Wealth manager Quilter and investment platforms AJ Bell and Hargreaves Lansdown are among the firms that warned there is too much “uncertainty” over changes that could soon take place.
They highlighted that as a result, more and more people are considering withdrawing from their pension pots over predictions that pension tax relief could soon be cut back. Steven Levin, chief executive of Quilter, which manages £113bn, issued a letter to the Treasury earlier this week in which it noted that the wealth manager was “experiencing a significant increase in calls from customers wanting to adjust their retirement plans.”
The Financial Times reports that Mr Levin added that the cause was due to ” the recent Budget warning, which indicated ‘painful’ changes to taxation but left a gap in information other than ruling out changes to major taxes”.
The letter also stated: “The knock-on uncertainty around changes to pension tax reliefs, tax-free cash and possible amendments to pension contributions is causing anxiety and confusion for those trying to plan their financial futures.”
Other investment experts also issued a warning over potential tax issues coming in this month’s budget, with the government frequently stressing that there is a £22bn hole in public finances. Tom Selby, public policy director at AJ Bell, told the newspaper: “Once you’ve taken your tax-free cash you can’t put the toothpaste back in the tube.” He warned that people may actually end up worse off if they do this and discover their worst fears have not been realised.
And he called for a ‘pact’ on pension taxation amid doubts of what may come down the line for pensioners.

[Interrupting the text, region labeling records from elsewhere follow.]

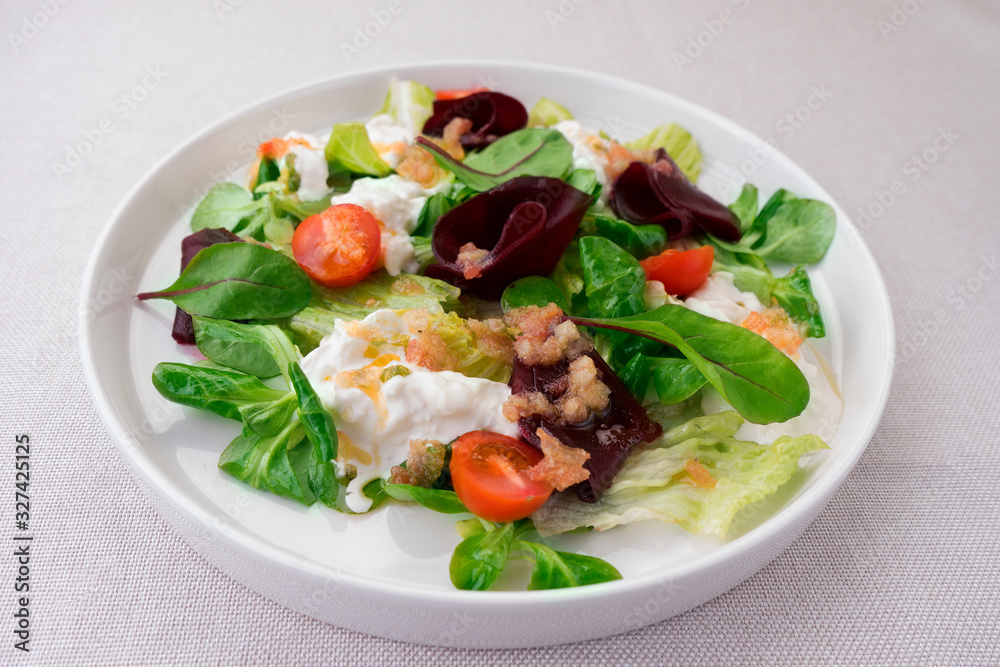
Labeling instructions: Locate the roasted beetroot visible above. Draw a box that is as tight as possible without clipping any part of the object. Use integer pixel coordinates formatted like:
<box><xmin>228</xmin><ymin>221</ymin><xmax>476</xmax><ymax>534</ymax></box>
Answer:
<box><xmin>426</xmin><ymin>176</ymin><xmax>593</xmax><ymax>300</ymax></box>
<box><xmin>510</xmin><ymin>350</ymin><xmax>663</xmax><ymax>503</ymax></box>
<box><xmin>611</xmin><ymin>148</ymin><xmax>742</xmax><ymax>243</ymax></box>
<box><xmin>423</xmin><ymin>91</ymin><xmax>528</xmax><ymax>148</ymax></box>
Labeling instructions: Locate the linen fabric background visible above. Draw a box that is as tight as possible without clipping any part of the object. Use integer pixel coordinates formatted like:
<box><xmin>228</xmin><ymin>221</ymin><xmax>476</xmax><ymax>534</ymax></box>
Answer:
<box><xmin>0</xmin><ymin>0</ymin><xmax>1000</xmax><ymax>665</ymax></box>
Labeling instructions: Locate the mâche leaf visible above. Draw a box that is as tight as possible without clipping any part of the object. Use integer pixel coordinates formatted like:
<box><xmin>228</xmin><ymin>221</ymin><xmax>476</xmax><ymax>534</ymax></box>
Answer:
<box><xmin>325</xmin><ymin>123</ymin><xmax>392</xmax><ymax>178</ymax></box>
<box><xmin>191</xmin><ymin>183</ymin><xmax>263</xmax><ymax>232</ymax></box>
<box><xmin>580</xmin><ymin>236</ymin><xmax>646</xmax><ymax>317</ymax></box>
<box><xmin>587</xmin><ymin>213</ymin><xmax>667</xmax><ymax>259</ymax></box>
<box><xmin>417</xmin><ymin>128</ymin><xmax>573</xmax><ymax>192</ymax></box>
<box><xmin>448</xmin><ymin>523</ymin><xmax>514</xmax><ymax>591</ymax></box>
<box><xmin>572</xmin><ymin>305</ymin><xmax>809</xmax><ymax>424</ymax></box>
<box><xmin>136</xmin><ymin>243</ymin><xmax>312</xmax><ymax>320</ymax></box>
<box><xmin>193</xmin><ymin>316</ymin><xmax>298</xmax><ymax>378</ymax></box>
<box><xmin>528</xmin><ymin>97</ymin><xmax>573</xmax><ymax>127</ymax></box>
<box><xmin>515</xmin><ymin>540</ymin><xmax>622</xmax><ymax>591</ymax></box>
<box><xmin>153</xmin><ymin>362</ymin><xmax>295</xmax><ymax>435</ymax></box>
<box><xmin>288</xmin><ymin>361</ymin><xmax>337</xmax><ymax>461</ymax></box>
<box><xmin>500</xmin><ymin>276</ymin><xmax>569</xmax><ymax>312</ymax></box>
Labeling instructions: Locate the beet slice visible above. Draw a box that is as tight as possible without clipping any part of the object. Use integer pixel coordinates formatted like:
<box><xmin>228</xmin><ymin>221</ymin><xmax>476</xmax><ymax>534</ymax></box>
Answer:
<box><xmin>611</xmin><ymin>148</ymin><xmax>742</xmax><ymax>243</ymax></box>
<box><xmin>426</xmin><ymin>176</ymin><xmax>593</xmax><ymax>300</ymax></box>
<box><xmin>423</xmin><ymin>91</ymin><xmax>528</xmax><ymax>148</ymax></box>
<box><xmin>510</xmin><ymin>350</ymin><xmax>663</xmax><ymax>503</ymax></box>
<box><xmin>171</xmin><ymin>227</ymin><xmax>243</xmax><ymax>345</ymax></box>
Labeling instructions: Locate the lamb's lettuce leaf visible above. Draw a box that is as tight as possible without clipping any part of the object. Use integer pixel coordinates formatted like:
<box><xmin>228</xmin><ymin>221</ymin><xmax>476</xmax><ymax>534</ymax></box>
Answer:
<box><xmin>528</xmin><ymin>97</ymin><xmax>573</xmax><ymax>127</ymax></box>
<box><xmin>325</xmin><ymin>123</ymin><xmax>392</xmax><ymax>178</ymax></box>
<box><xmin>378</xmin><ymin>77</ymin><xmax>434</xmax><ymax>136</ymax></box>
<box><xmin>532</xmin><ymin>412</ymin><xmax>827</xmax><ymax>539</ymax></box>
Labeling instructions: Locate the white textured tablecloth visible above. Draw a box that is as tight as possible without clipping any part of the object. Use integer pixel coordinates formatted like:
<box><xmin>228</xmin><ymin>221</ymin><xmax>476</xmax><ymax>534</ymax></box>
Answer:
<box><xmin>0</xmin><ymin>0</ymin><xmax>1000</xmax><ymax>666</ymax></box>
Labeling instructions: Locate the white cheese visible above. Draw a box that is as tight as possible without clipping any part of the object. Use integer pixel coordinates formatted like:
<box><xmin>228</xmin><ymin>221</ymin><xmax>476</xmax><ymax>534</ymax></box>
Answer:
<box><xmin>285</xmin><ymin>132</ymin><xmax>330</xmax><ymax>201</ymax></box>
<box><xmin>684</xmin><ymin>271</ymin><xmax>764</xmax><ymax>326</ymax></box>
<box><xmin>330</xmin><ymin>174</ymin><xmax>451</xmax><ymax>276</ymax></box>
<box><xmin>552</xmin><ymin>120</ymin><xmax>611</xmax><ymax>202</ymax></box>
<box><xmin>302</xmin><ymin>310</ymin><xmax>518</xmax><ymax>512</ymax></box>
<box><xmin>365</xmin><ymin>113</ymin><xmax>416</xmax><ymax>169</ymax></box>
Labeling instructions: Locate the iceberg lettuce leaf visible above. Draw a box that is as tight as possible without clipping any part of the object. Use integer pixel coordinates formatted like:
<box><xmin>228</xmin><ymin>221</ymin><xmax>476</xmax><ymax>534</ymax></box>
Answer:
<box><xmin>532</xmin><ymin>411</ymin><xmax>827</xmax><ymax>539</ymax></box>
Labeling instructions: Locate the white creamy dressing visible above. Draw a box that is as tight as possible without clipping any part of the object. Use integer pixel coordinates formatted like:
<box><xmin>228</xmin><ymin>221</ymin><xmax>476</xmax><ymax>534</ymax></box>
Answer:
<box><xmin>684</xmin><ymin>271</ymin><xmax>764</xmax><ymax>326</ymax></box>
<box><xmin>365</xmin><ymin>113</ymin><xmax>417</xmax><ymax>169</ymax></box>
<box><xmin>684</xmin><ymin>271</ymin><xmax>843</xmax><ymax>444</ymax></box>
<box><xmin>552</xmin><ymin>120</ymin><xmax>611</xmax><ymax>202</ymax></box>
<box><xmin>330</xmin><ymin>174</ymin><xmax>451</xmax><ymax>276</ymax></box>
<box><xmin>302</xmin><ymin>310</ymin><xmax>518</xmax><ymax>512</ymax></box>
<box><xmin>285</xmin><ymin>132</ymin><xmax>330</xmax><ymax>201</ymax></box>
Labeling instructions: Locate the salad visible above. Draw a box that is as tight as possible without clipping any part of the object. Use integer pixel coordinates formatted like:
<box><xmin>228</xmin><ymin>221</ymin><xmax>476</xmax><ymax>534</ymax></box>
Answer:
<box><xmin>137</xmin><ymin>75</ymin><xmax>842</xmax><ymax>590</ymax></box>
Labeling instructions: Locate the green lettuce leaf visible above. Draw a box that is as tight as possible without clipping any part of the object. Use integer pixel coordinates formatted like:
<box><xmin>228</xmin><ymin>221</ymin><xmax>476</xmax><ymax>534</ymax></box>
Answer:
<box><xmin>378</xmin><ymin>77</ymin><xmax>434</xmax><ymax>135</ymax></box>
<box><xmin>325</xmin><ymin>123</ymin><xmax>392</xmax><ymax>178</ymax></box>
<box><xmin>528</xmin><ymin>97</ymin><xmax>573</xmax><ymax>127</ymax></box>
<box><xmin>532</xmin><ymin>411</ymin><xmax>827</xmax><ymax>539</ymax></box>
<box><xmin>625</xmin><ymin>123</ymin><xmax>701</xmax><ymax>183</ymax></box>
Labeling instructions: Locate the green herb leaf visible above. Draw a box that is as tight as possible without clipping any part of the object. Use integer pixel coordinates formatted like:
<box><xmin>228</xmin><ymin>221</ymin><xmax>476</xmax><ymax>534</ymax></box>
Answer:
<box><xmin>580</xmin><ymin>236</ymin><xmax>646</xmax><ymax>317</ymax></box>
<box><xmin>589</xmin><ymin>214</ymin><xmax>667</xmax><ymax>259</ymax></box>
<box><xmin>618</xmin><ymin>352</ymin><xmax>652</xmax><ymax>403</ymax></box>
<box><xmin>500</xmin><ymin>276</ymin><xmax>569</xmax><ymax>312</ymax></box>
<box><xmin>411</xmin><ymin>192</ymin><xmax>458</xmax><ymax>236</ymax></box>
<box><xmin>625</xmin><ymin>123</ymin><xmax>701</xmax><ymax>183</ymax></box>
<box><xmin>566</xmin><ymin>169</ymin><xmax>603</xmax><ymax>201</ymax></box>
<box><xmin>711</xmin><ymin>239</ymin><xmax>826</xmax><ymax>338</ymax></box>
<box><xmin>448</xmin><ymin>523</ymin><xmax>514</xmax><ymax>591</ymax></box>
<box><xmin>136</xmin><ymin>243</ymin><xmax>312</xmax><ymax>320</ymax></box>
<box><xmin>324</xmin><ymin>123</ymin><xmax>392</xmax><ymax>178</ymax></box>
<box><xmin>417</xmin><ymin>128</ymin><xmax>573</xmax><ymax>192</ymax></box>
<box><xmin>191</xmin><ymin>183</ymin><xmax>261</xmax><ymax>232</ymax></box>
<box><xmin>378</xmin><ymin>78</ymin><xmax>434</xmax><ymax>134</ymax></box>
<box><xmin>385</xmin><ymin>484</ymin><xmax>469</xmax><ymax>514</ymax></box>
<box><xmin>574</xmin><ymin>305</ymin><xmax>809</xmax><ymax>424</ymax></box>
<box><xmin>153</xmin><ymin>362</ymin><xmax>295</xmax><ymax>435</ymax></box>
<box><xmin>753</xmin><ymin>199</ymin><xmax>837</xmax><ymax>264</ymax></box>
<box><xmin>288</xmin><ymin>361</ymin><xmax>337</xmax><ymax>461</ymax></box>
<box><xmin>549</xmin><ymin>240</ymin><xmax>587</xmax><ymax>314</ymax></box>
<box><xmin>191</xmin><ymin>315</ymin><xmax>298</xmax><ymax>378</ymax></box>
<box><xmin>729</xmin><ymin>183</ymin><xmax>757</xmax><ymax>232</ymax></box>
<box><xmin>219</xmin><ymin>422</ymin><xmax>316</xmax><ymax>505</ymax></box>
<box><xmin>528</xmin><ymin>97</ymin><xmax>573</xmax><ymax>127</ymax></box>
<box><xmin>516</xmin><ymin>541</ymin><xmax>622</xmax><ymax>591</ymax></box>
<box><xmin>649</xmin><ymin>357</ymin><xmax>707</xmax><ymax>405</ymax></box>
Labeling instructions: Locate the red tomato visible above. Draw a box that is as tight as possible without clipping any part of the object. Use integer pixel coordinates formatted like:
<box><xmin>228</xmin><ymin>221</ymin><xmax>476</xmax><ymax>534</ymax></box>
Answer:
<box><xmin>639</xmin><ymin>245</ymin><xmax>715</xmax><ymax>296</ymax></box>
<box><xmin>434</xmin><ymin>87</ymin><xmax>489</xmax><ymax>100</ymax></box>
<box><xmin>292</xmin><ymin>204</ymin><xmax>382</xmax><ymax>287</ymax></box>
<box><xmin>451</xmin><ymin>431</ymin><xmax>552</xmax><ymax>523</ymax></box>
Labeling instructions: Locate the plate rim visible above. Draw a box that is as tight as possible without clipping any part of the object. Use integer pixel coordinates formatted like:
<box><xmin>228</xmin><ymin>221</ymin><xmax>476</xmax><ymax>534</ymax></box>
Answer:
<box><xmin>78</xmin><ymin>59</ymin><xmax>896</xmax><ymax>611</ymax></box>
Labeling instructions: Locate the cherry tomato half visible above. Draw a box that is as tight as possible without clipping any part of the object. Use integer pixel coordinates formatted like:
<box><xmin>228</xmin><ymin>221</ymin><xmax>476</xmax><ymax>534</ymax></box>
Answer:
<box><xmin>639</xmin><ymin>245</ymin><xmax>715</xmax><ymax>296</ymax></box>
<box><xmin>434</xmin><ymin>86</ymin><xmax>489</xmax><ymax>100</ymax></box>
<box><xmin>292</xmin><ymin>204</ymin><xmax>382</xmax><ymax>287</ymax></box>
<box><xmin>451</xmin><ymin>431</ymin><xmax>552</xmax><ymax>523</ymax></box>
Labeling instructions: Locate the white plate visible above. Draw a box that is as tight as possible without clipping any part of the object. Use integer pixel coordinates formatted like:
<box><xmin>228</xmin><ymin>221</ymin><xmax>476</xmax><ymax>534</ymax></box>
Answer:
<box><xmin>80</xmin><ymin>62</ymin><xmax>894</xmax><ymax>647</ymax></box>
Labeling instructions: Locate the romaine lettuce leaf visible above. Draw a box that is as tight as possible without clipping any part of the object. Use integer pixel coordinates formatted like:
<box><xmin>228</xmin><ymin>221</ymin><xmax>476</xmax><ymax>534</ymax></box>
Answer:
<box><xmin>532</xmin><ymin>411</ymin><xmax>827</xmax><ymax>539</ymax></box>
<box><xmin>378</xmin><ymin>77</ymin><xmax>434</xmax><ymax>135</ymax></box>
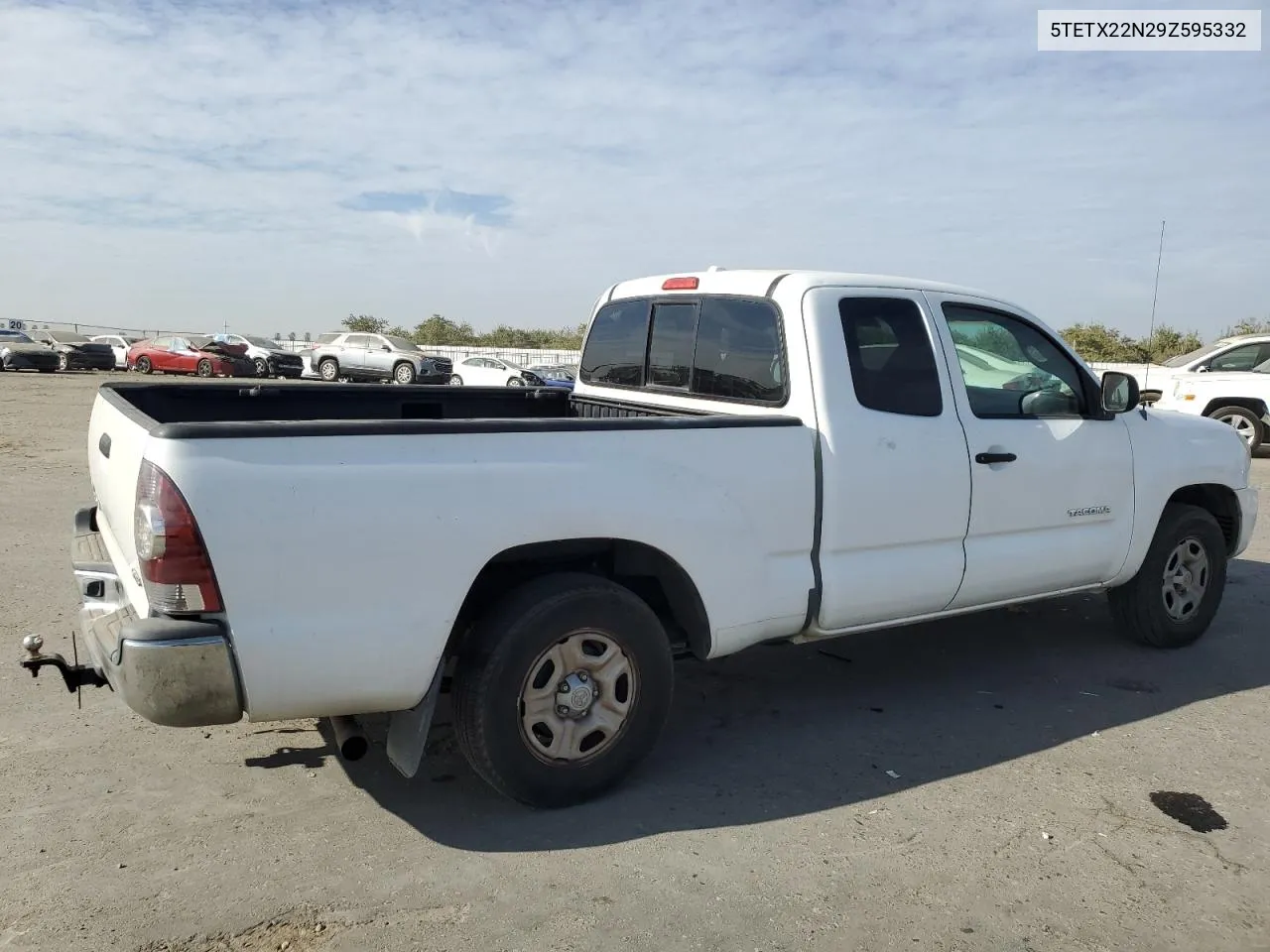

Meanwhile, Jason Hollands, managing director at Evelyn Partners, told the FT pension tax would be one “of the main areas causing anxiety.”
He added: “Our financial planners are receiving calls from anxious clients, many of whom are at risk of making hasty adjustments to their retirement plans without fully understanding the potential consequences.”
Quilter’s Levin told the Financial Times that “driving knee-jerk decisions” were being made by people unsure of what might happen to their pensions. He said: “Our financial planners are receiving calls from anxious clients, many of whom are at risk of making hasty adjustments to their retirement plans without fully understanding the potential consequences.”
The Treasury declined to comment. Meanwhile, today a rising star in the new intake of Labour MPs has defended the Chancellor’s decision to rule out a wealth tax against the richest.
Torsten Bell, a former Treasury official and chief executive of the economic think tank Resolution Foundation, said: “On the tax side it is very fashionable on the left to say ‘let’s just have a wealth tax’,” he said.
“For some of us who have spent 20 years working on tax policy, I think that is something that is exciting for them to write in books and not very useful in terms of helping govern the country. There are two reasons why that is.
“The short reason why that doesn’t work in the UK is two words, Jeff Bezos. He does not live in the UK.
“And, yes, we do have some very rich people. But our wealth is nowhere near … we don’t have the globally rich people that the US, particularly, has lots of.
“You will have a brand new wealth tax and you are not going to bring in really significant revenues in the UK.
“Secondly, doing it is really hard. I am fed up of people saying Government should do this then not getting remotely interested in the hard job of getting homes built… taxes that actually raise money.”